Encurtamento da osteotomia ulnar oblíqua Uma incisão longitudinal de 200px-longa foi feita na margem ulnar do antebraço, a pele e o tecido subcutâneo foram cortados, a ulna foi exposta ao longo do tendão extensor do carpo ulnar e do tendão flexor do carpo ulnar, a margem palmar do cúbito estava livre, parte do músculo anterior rotativo distal foi cortada, e o cúbito foi osteotomizado ao nível de cerca de 6-175px proximal à tuberosidade ulnar. Depois de colocada a placa proximalmente, foi traçada uma linha com uma caneta ao longo do longo eixo da placa, e depois foi marcada uma linha paralela de 45 graus de linha oblíqua de osteotomia no lado proximal do terceiro orifício distal, e a caneta foi cortada para preencher 1/2 da circunferência da osteotomia, depois o parafuso distal foi desapertado, e a peça óssea da linha diagonal foi cortada ao longo da linha de osteotomia traçada com uma serra eléctrica.
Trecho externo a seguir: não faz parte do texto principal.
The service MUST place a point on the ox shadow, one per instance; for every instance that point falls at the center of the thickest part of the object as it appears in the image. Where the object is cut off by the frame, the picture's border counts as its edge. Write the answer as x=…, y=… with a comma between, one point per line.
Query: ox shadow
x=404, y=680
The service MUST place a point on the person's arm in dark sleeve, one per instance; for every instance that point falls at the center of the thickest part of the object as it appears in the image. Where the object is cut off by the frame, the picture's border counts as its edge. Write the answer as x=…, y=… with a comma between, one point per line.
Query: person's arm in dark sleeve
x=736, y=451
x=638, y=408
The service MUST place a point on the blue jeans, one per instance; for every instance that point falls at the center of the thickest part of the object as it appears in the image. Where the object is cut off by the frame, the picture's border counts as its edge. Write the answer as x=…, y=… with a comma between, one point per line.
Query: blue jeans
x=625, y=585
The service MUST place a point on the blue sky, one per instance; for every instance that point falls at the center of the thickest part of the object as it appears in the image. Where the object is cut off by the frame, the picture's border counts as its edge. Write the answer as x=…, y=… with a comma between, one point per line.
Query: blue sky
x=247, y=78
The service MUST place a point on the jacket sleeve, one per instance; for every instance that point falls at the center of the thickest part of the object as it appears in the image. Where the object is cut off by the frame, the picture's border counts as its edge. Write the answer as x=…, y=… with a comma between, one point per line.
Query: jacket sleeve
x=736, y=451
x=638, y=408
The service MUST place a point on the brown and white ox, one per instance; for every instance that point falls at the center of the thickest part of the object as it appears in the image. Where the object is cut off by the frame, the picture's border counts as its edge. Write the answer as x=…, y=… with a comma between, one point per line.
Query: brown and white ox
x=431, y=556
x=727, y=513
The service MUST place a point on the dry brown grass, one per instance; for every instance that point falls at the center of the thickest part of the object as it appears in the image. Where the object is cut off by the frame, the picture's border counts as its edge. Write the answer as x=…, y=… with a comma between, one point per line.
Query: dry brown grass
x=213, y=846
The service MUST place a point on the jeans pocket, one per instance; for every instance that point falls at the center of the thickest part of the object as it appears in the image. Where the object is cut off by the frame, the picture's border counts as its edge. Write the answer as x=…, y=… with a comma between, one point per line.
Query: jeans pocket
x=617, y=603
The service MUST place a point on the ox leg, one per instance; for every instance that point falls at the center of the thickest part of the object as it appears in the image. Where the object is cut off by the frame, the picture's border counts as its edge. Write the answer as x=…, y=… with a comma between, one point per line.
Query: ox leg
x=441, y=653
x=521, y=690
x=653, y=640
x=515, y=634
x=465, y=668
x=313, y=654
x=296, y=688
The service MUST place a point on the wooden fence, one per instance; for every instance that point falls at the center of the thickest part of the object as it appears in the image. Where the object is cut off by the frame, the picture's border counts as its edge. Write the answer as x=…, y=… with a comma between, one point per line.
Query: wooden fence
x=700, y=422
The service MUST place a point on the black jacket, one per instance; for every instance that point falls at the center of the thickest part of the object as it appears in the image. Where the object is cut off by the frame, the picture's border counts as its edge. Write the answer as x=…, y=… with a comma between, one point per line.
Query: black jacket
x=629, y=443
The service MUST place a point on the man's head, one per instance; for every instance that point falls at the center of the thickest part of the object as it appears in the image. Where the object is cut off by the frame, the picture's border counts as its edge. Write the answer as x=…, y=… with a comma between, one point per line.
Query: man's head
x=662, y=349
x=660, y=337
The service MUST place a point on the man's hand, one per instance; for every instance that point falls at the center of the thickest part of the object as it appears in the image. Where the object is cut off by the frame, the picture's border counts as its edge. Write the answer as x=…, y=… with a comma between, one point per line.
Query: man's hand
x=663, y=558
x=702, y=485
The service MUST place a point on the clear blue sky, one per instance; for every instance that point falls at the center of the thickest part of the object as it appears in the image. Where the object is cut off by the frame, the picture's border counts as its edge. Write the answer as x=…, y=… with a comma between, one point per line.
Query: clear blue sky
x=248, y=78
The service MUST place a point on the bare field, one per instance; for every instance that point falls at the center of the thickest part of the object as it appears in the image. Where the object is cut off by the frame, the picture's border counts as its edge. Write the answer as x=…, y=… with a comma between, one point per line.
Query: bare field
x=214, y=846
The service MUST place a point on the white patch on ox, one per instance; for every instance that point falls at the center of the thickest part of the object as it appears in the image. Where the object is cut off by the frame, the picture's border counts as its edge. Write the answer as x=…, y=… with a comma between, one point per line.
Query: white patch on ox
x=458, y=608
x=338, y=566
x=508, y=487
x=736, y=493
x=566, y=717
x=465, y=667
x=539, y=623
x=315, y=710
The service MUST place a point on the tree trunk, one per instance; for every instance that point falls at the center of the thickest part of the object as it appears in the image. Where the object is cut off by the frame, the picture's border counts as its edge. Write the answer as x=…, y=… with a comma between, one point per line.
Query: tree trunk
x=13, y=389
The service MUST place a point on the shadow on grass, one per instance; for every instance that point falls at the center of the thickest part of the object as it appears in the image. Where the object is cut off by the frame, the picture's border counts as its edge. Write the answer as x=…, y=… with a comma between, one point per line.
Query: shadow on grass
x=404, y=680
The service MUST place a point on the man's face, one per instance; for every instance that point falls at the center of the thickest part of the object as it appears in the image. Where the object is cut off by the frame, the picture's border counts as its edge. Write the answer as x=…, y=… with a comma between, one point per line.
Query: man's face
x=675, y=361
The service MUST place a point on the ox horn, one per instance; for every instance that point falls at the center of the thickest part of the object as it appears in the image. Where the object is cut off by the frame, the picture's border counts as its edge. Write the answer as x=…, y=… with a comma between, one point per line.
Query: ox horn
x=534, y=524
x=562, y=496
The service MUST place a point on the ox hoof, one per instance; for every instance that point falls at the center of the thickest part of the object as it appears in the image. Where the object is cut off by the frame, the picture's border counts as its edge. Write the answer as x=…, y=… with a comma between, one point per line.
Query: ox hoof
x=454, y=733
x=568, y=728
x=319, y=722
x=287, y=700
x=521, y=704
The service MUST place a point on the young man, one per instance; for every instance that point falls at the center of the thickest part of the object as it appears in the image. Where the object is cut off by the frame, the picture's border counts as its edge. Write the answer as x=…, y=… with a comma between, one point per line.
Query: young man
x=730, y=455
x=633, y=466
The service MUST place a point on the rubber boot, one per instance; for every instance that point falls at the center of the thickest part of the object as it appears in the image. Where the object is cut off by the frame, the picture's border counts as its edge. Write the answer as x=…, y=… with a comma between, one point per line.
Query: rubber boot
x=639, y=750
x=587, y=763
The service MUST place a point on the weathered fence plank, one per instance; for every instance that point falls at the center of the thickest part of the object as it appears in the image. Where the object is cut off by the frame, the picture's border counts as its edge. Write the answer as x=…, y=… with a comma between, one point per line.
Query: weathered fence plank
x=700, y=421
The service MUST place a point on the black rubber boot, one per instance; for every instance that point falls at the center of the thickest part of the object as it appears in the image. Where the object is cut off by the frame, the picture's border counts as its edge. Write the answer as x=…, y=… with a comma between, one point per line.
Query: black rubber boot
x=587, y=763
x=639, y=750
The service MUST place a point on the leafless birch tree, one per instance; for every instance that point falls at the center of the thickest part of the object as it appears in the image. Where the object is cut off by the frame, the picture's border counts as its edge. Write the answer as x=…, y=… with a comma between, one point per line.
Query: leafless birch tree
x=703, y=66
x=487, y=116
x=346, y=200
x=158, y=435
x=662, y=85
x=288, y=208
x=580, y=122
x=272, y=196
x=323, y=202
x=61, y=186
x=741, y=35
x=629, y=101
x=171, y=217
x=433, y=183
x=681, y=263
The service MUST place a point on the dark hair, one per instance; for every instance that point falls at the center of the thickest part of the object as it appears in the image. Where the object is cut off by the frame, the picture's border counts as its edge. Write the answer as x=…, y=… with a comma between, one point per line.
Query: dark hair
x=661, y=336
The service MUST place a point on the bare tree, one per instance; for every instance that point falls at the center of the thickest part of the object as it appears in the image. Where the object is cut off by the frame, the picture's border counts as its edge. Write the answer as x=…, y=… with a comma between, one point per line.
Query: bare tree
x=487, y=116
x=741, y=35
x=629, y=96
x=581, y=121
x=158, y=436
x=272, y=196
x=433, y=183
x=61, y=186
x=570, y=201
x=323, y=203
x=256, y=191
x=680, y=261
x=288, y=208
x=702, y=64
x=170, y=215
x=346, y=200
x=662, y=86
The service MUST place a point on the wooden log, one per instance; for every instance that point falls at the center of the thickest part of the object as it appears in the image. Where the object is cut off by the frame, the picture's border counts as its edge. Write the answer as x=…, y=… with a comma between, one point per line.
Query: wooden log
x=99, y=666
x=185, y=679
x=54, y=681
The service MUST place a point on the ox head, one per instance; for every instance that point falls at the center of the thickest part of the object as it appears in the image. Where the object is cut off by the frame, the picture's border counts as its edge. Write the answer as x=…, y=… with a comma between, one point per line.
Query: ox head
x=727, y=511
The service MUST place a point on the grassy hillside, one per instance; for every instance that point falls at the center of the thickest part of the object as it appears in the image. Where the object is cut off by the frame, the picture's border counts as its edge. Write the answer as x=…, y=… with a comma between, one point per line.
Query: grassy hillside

Em seguida, os parafusos distais foram apertados e a placa proximal foi puxada até que a extremidade da fractura estivesse alinhada, prestando atenção à manutenção do eixo longitudinal do cúbito, fixando a placa com a extremidade proximal do cúbito, e colocando um parafuso de compressão no quinto orifício com um orifício excêntrico. Os dois orifícios restantes foram então perfurados para cada uma das extremidades distal e proximal e foram colocados parafusos bloqueados. Foi realizado um exame intra-operatório do arco em C para determinar a altura da tuberosidade ulnar após a osteotomia e o alinhamento da linha de fractura. A ferida foi fechada com electrocoagulação e absorvível camada por camada de fio. Um tubo de drenagem com pressão negativa foi rotineiramente colocado. (Ver Figura 4-6) No pós-operatório, o antebraço foi retido num molde de gesso e o membro afectado foi suspenso para facilitar a redução do inchaço, e foi realizado um treino precoce de flexão e extensão dos dedos.